Initially introduced in preview last March, AlloyDB Omni maintains compatibility with PostgreSQL, enabling customers to deploy a containerized AlloyDB database engine in their Linux-based computing environment. Although it leverages the same engine as AlloyDB for PostgreSQL, it offers a subset of functionalities, including the index advisor, the AlloyDB columnar engine, automatic memory management, and adaptive autovacuum of stale data.
AlloyDB Omni operates within a container, which is installed using a command-line program provided by Google, and it does not support features that rely on operation within Google Cloud.
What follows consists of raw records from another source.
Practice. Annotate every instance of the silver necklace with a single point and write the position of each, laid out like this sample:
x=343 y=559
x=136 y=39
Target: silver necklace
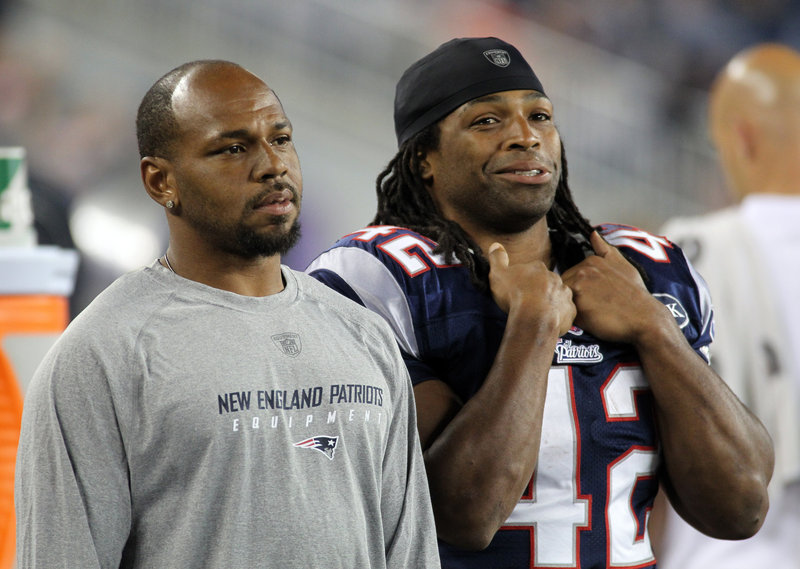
x=169 y=266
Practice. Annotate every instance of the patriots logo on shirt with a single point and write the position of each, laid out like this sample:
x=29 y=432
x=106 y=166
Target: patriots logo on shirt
x=325 y=445
x=288 y=343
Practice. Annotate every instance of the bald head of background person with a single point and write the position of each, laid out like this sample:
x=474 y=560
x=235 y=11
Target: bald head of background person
x=749 y=254
x=754 y=120
x=217 y=153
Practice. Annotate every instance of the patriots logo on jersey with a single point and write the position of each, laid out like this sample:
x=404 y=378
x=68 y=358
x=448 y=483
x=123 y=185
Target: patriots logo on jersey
x=675 y=307
x=325 y=445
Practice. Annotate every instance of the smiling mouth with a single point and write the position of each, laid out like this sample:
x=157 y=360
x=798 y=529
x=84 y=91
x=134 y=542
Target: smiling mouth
x=534 y=172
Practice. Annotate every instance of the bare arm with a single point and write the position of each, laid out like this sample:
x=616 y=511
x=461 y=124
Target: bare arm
x=477 y=466
x=718 y=456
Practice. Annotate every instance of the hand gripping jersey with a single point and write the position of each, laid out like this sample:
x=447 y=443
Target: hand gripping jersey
x=588 y=501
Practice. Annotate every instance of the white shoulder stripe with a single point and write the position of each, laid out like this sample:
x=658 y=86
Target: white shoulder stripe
x=375 y=286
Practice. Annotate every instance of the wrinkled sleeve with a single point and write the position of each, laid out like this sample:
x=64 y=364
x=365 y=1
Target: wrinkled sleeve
x=409 y=528
x=72 y=494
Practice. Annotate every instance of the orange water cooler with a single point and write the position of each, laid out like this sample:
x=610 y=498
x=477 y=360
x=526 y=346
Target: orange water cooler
x=35 y=284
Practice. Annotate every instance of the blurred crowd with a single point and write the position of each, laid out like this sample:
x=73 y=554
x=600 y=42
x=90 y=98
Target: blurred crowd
x=80 y=138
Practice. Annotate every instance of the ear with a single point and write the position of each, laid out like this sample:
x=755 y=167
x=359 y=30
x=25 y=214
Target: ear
x=425 y=168
x=746 y=143
x=158 y=180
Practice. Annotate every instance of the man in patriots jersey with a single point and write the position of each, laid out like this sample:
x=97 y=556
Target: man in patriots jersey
x=560 y=370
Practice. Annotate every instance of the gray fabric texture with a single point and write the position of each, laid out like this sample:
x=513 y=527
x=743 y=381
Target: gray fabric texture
x=174 y=425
However, the new option supports vector embeddings and AI, taking advantage of the recently announced AlloyDB AI, a set of capabilities separately covered on InfoQ. Kevin Jernigan, senior product manager at Google, explains:
At GA, AlloyDB Omni includes support for AlloyDB AI, an integrated set of capabilities built into AlloyDB for PostgreSQL, to help developers build enterprise-grade gen AI applications using their operational data. AlloyDB AI delivers 10x faster vector queries than standard PostgreSQL, easy embeddings generation using SQL, and integrations with the Google Cloud AI ecosystem including the Vertex AI Model Garden and open-source gen AI tools.
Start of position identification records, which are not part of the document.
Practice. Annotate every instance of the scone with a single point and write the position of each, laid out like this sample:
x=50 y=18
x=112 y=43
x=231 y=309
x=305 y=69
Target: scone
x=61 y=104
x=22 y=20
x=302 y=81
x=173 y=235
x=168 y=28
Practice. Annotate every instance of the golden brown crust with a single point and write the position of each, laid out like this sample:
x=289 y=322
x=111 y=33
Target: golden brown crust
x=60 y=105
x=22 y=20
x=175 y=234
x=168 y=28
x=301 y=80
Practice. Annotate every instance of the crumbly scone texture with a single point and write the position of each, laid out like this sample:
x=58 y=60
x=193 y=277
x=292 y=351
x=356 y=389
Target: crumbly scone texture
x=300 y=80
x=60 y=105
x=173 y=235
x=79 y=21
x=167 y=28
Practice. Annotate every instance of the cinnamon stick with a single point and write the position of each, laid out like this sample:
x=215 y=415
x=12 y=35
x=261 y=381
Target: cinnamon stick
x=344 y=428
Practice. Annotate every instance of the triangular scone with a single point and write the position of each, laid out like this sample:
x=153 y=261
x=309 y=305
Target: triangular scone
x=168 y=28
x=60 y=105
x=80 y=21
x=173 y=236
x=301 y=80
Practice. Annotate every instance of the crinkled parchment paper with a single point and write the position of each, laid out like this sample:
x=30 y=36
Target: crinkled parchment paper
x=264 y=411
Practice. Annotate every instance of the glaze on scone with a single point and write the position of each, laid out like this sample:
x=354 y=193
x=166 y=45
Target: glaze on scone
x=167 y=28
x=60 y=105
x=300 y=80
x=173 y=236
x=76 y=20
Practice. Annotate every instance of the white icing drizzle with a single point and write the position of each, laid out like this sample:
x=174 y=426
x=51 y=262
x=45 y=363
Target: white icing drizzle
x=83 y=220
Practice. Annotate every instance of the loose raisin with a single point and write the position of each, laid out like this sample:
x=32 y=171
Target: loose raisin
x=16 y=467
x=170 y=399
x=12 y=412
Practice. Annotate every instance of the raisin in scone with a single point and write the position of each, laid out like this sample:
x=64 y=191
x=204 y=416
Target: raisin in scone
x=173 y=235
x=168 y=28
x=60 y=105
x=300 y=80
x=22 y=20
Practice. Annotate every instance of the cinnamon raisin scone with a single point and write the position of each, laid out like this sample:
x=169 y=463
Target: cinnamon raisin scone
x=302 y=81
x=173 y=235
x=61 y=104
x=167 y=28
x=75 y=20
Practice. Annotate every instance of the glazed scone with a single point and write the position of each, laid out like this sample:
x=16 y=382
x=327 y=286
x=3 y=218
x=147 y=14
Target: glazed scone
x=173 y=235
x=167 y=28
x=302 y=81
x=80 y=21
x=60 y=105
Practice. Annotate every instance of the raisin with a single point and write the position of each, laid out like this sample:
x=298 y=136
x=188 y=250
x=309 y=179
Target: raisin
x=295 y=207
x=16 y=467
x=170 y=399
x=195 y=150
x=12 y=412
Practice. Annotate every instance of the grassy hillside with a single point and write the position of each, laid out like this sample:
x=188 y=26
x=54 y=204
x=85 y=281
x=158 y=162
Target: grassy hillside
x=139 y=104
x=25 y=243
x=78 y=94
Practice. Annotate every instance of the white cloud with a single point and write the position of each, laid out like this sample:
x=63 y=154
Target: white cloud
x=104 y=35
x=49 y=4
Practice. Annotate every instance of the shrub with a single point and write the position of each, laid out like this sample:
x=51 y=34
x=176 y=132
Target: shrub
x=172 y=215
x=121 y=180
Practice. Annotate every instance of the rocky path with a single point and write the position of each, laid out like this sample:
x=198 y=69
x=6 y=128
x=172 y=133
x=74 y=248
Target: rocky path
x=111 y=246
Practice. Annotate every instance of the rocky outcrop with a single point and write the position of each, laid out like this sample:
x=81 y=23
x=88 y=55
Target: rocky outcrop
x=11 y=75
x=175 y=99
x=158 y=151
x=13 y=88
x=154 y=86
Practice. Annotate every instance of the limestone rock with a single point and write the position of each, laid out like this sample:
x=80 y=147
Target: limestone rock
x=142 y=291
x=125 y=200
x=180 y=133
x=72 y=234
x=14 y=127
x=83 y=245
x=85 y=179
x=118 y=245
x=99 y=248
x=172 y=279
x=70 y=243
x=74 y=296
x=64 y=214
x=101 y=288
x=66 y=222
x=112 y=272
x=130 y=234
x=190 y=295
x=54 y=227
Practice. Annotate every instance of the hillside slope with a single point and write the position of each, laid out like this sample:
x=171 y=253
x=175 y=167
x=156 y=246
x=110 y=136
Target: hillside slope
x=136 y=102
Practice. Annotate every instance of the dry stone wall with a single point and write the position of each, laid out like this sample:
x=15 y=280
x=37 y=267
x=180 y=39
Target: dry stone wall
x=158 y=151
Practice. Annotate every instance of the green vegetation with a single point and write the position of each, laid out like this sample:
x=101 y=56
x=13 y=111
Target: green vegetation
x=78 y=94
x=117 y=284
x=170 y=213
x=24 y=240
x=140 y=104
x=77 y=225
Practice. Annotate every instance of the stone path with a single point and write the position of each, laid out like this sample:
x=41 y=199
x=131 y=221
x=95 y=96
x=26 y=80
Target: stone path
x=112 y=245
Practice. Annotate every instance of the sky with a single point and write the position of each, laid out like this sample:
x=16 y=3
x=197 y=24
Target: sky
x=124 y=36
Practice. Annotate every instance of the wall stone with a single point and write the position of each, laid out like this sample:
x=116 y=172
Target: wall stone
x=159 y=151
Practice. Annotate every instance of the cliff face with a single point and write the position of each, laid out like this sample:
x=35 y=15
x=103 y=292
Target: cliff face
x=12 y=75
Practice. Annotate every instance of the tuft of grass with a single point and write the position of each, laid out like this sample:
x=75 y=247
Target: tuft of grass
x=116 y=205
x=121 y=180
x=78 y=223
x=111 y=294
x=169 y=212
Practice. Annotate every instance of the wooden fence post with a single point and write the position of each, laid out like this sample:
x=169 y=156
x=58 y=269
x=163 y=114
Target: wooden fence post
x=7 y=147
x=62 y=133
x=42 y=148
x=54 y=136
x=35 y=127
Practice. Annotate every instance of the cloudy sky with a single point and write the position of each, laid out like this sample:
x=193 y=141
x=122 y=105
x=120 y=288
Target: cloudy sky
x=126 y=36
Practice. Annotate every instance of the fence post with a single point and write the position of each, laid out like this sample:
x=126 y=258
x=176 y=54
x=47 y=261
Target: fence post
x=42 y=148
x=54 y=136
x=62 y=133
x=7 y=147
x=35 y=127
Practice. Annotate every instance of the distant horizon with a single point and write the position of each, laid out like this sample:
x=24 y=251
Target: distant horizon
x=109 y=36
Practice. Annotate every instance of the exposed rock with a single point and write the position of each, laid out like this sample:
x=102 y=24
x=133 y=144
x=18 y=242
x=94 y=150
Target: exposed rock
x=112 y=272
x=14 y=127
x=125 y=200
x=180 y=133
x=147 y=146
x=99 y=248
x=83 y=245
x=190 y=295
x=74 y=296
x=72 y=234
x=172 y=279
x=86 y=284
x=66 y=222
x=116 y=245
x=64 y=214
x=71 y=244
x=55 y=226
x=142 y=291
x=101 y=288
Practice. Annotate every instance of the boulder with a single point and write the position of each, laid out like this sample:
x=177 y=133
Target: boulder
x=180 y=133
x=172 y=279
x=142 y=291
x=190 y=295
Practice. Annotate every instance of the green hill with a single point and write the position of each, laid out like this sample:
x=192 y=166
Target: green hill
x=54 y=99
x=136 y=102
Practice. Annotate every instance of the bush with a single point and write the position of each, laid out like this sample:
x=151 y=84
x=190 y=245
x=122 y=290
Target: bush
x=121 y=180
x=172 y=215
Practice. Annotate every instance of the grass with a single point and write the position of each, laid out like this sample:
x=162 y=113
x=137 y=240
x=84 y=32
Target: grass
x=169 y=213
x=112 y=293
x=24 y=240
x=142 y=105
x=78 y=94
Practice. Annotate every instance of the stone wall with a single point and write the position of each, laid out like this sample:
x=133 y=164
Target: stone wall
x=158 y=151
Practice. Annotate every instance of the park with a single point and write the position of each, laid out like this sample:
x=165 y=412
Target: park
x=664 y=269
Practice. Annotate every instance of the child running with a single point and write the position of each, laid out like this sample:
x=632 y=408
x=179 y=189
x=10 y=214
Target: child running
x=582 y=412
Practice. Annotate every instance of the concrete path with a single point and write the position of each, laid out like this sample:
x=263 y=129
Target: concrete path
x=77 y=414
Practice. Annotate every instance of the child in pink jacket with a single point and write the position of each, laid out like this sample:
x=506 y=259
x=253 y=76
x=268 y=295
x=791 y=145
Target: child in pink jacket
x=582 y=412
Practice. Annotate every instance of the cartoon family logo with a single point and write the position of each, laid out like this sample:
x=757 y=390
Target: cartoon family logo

Following the GA of AlloyDB Omni, the cloud provider announced the preview of the AlloyDB Omni Kubernetes operator, which simplifies database provisioning, backups, secure connectivity, and observability, allowing customers to run AlloyDB Omni in most CNCF-compliant Kubernetes environments.
At the recent VMware Explore in Barcelona, Google Cloud and VMware announced a partnership to bring AlloyDB Omni to VMware Cloud Foundation, starting with on-premises private clouds. Thomas Kurian, CEO of Google Cloud, writes:
We're expanding our partnership with VMware to deliver Google Cloud’s AlloyDB Omni database on VMware Cloud Foundation, making it even easier for customers to modernize their workloads and build gen AI applications.
Taylor Justin Stacey, senior solutions engineer at SADA, highlights the value of the developer edition:
What's extra cool about Omni is there's a quick way to answer, "Is AlloyDB worth the switch?" Set it up with the developer edition (for free) then test your queries with the google_columnar_engine.enabled flag set to on or off. See how the performance compares.
For production usage, AlloyDB Omni is available with a monthly subscription starting at $1295 USD per month for a 16-vCPU, with 100-vCPU blocks for $6995 USD per month and discounts available for 1-year and 3-year commitments. Jernigan adds:
The vCPUs in each pack can be used across multiple servers or virtual machines as needed; there is no requirement to use all of the vCPUs in a pack on a set number of servers, nor on a single server.
AlloyDB Omni offers enterprise support and software updates for security patches and new features.